The Underground Zone boss in the Game Gear version is considered tougher due to the smaller resolution mentioned above, making it harder to avoid the bouncing balls. And that's the first boss in the game. Every boss afterward is, comparatively, a pushover.
While not terribly difficult, Robotnik at the end of Casino Night Zone is pretty tricky, and it can be hard to beat him with all your rings still intact by the end (tragic considering how many rings one can end up with on this level).
Much the same applies to the boss of Metropolis Zone (except that, it being That One Level, you've probably lost most of your rings before you reach him).

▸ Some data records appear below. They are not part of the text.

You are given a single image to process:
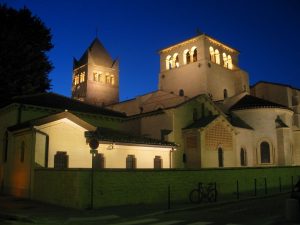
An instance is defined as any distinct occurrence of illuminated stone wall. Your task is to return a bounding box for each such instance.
[235,108,292,166]
[158,35,249,100]
[32,167,300,208]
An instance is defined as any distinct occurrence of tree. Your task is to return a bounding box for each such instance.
[0,4,53,101]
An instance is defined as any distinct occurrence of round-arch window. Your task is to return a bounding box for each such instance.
[240,148,247,166]
[218,148,224,167]
[260,141,271,163]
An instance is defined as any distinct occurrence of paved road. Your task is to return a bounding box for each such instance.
[0,195,300,225]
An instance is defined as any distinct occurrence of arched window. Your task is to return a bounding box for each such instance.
[94,153,105,169]
[223,52,228,68]
[227,55,232,70]
[218,148,224,167]
[20,141,25,162]
[183,49,190,64]
[3,131,8,162]
[260,141,271,163]
[166,55,172,70]
[179,89,184,96]
[240,148,247,166]
[173,53,179,68]
[223,89,228,99]
[79,72,85,83]
[110,75,115,85]
[193,108,198,121]
[126,155,136,169]
[54,151,69,169]
[215,49,221,65]
[154,156,162,169]
[209,46,215,62]
[191,47,197,62]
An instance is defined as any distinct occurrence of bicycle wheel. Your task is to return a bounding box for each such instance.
[189,189,200,203]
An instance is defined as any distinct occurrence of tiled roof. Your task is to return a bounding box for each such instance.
[85,127,177,147]
[227,114,253,130]
[251,81,300,91]
[2,92,125,117]
[183,115,219,130]
[230,95,288,110]
[275,116,288,128]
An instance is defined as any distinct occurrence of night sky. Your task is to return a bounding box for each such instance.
[0,0,300,100]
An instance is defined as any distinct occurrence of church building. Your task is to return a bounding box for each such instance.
[0,31,300,197]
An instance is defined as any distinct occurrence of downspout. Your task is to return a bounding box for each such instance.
[35,129,49,168]
[17,104,23,124]
[29,128,36,199]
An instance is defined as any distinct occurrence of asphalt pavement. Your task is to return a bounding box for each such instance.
[0,194,300,225]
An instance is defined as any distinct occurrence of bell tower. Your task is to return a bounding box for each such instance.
[72,38,119,106]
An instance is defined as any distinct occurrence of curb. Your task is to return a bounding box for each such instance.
[0,213,35,223]
[138,192,290,218]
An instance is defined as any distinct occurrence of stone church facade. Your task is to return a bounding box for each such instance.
[0,31,300,196]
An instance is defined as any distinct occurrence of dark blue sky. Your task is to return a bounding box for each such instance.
[0,0,300,100]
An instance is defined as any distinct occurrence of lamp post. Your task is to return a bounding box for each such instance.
[89,138,99,209]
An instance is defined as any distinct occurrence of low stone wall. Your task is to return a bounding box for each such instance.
[33,167,300,208]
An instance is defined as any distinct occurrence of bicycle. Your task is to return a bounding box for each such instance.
[189,182,218,203]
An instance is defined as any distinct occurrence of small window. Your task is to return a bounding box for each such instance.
[54,151,69,169]
[227,55,233,70]
[209,46,216,62]
[192,47,197,62]
[3,131,8,162]
[185,52,191,64]
[179,89,184,96]
[173,53,179,68]
[110,75,115,85]
[218,148,224,167]
[260,141,271,163]
[79,72,85,83]
[94,153,105,169]
[20,141,25,162]
[166,55,172,70]
[126,155,136,169]
[215,49,221,65]
[74,74,79,85]
[223,52,228,68]
[240,148,247,166]
[223,89,228,99]
[183,49,191,64]
[154,156,162,169]
[193,108,198,121]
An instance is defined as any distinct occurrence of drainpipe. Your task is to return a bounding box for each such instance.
[17,104,23,124]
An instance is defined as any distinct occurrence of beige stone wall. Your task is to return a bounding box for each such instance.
[183,129,202,169]
[86,64,119,105]
[292,130,300,165]
[235,128,256,167]
[235,108,293,166]
[4,131,34,198]
[158,35,249,100]
[251,83,300,128]
[200,117,236,168]
[36,119,171,168]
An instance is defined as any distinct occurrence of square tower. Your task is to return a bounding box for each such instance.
[72,38,119,106]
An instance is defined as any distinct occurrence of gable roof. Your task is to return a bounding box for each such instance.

The Wing Fortress Zone boss, as you have to watch out for randomly moving spike platforms and a laser all at once, with limited space to move around. Dodging the laser is easy enough, but avoiding taking damage from the spike platforms isn't so easy, and you have to jump on the platforms to reach the laser and get a hit. Have fun if you lose all your rings.

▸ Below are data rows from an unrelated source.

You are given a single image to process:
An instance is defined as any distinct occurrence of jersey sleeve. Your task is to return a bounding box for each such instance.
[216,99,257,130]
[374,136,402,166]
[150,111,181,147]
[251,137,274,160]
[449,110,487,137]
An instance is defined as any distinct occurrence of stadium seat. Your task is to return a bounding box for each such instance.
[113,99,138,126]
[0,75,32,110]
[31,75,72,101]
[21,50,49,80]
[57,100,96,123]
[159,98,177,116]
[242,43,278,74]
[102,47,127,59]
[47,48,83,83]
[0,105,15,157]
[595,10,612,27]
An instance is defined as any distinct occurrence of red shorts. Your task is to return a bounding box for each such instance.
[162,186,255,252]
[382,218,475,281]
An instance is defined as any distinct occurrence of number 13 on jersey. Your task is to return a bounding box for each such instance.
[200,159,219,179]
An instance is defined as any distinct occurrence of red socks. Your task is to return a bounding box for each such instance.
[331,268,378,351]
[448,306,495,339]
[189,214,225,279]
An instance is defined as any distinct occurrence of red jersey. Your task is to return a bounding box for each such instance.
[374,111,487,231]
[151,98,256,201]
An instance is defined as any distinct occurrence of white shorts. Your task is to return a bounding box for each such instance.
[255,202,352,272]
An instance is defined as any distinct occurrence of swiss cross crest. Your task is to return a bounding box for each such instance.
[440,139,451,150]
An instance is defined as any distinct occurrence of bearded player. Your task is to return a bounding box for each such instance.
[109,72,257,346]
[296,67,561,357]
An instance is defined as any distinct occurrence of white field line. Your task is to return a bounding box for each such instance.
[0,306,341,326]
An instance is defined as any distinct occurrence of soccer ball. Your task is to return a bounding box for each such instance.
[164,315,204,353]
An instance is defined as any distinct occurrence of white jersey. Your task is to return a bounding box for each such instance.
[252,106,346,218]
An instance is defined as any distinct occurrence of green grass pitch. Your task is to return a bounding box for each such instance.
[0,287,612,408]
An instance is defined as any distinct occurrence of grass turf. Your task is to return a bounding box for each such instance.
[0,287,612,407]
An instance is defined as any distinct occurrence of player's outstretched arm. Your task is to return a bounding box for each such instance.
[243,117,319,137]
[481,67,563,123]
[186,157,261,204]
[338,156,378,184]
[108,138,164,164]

For the 8-bit version, Aqua Lake Zone Act 2 could very well contend for the title. For starters, it's completely underwater, and any Sonic fan would know what underwater means in this context: drowning. To make matters worse, it has patches of fake walls in rather nasty spots that you can accidentally fall in, and at least four big bubble dispensers you climb into to float upwards. The worst of these is near the end, which can fortunately be avoided by going through a fake wall, but if your speed is not maintained, you fall down and have to do that horrible "dodge the spikes + enemies hoping your bubble doesn't pop" section. Doesn't help that it's an enormous level compared to most of the others.
Scrambled Egg Zone (8-Bit), thanks to the very elaborate and very confusing transportation pipe system, full of Trial-and-Error Gameplay as one wrong move can mean inescapable spike pits.
Metropolis Zone (GEN), mostly due to the enemies there being the toughest non-boss enemies in the game and some are even placed poorly in the level such as one of the Slicers being at the top of a yellow triangle spring wall you have to bounce up to making it hard to avoid the boomerang blades and avoid running into the slicer at the top of it. It is also the longest Zone in the entire game, bearing three Acts instead of the standard two.
Also, Chemical Plant Zone (GEN). Not as hard as Metropolis, but definitely a wake-up call. Sonic Team themselves (at least, the members who developed the Sonic Gems Collection) had trouble with this level.
Some consider Mystic Cave Zone That One Level as well, since literally almost every single object in the zone is a trap of some sort, and the enemies are either hidden or small enough to overlook. Oh, and it has an inescapable spike pit in Act 2 (made worse if you happen to be Super with hundreds of rings).
Fixed in the Android version, in which the spike pit is replaced with a transition to a new level.
Some players consider Oil Ocean Zone to be one too, although it's nowhere near as bad as Metropolis Zone, which comes right afterwards. The sea horse and octopus badniks that shoot at you are extremely hard to avoid, making the whole level a bit of a headache if you're trying to retain your rings. The sea horses can also fly at you from out of nowhere.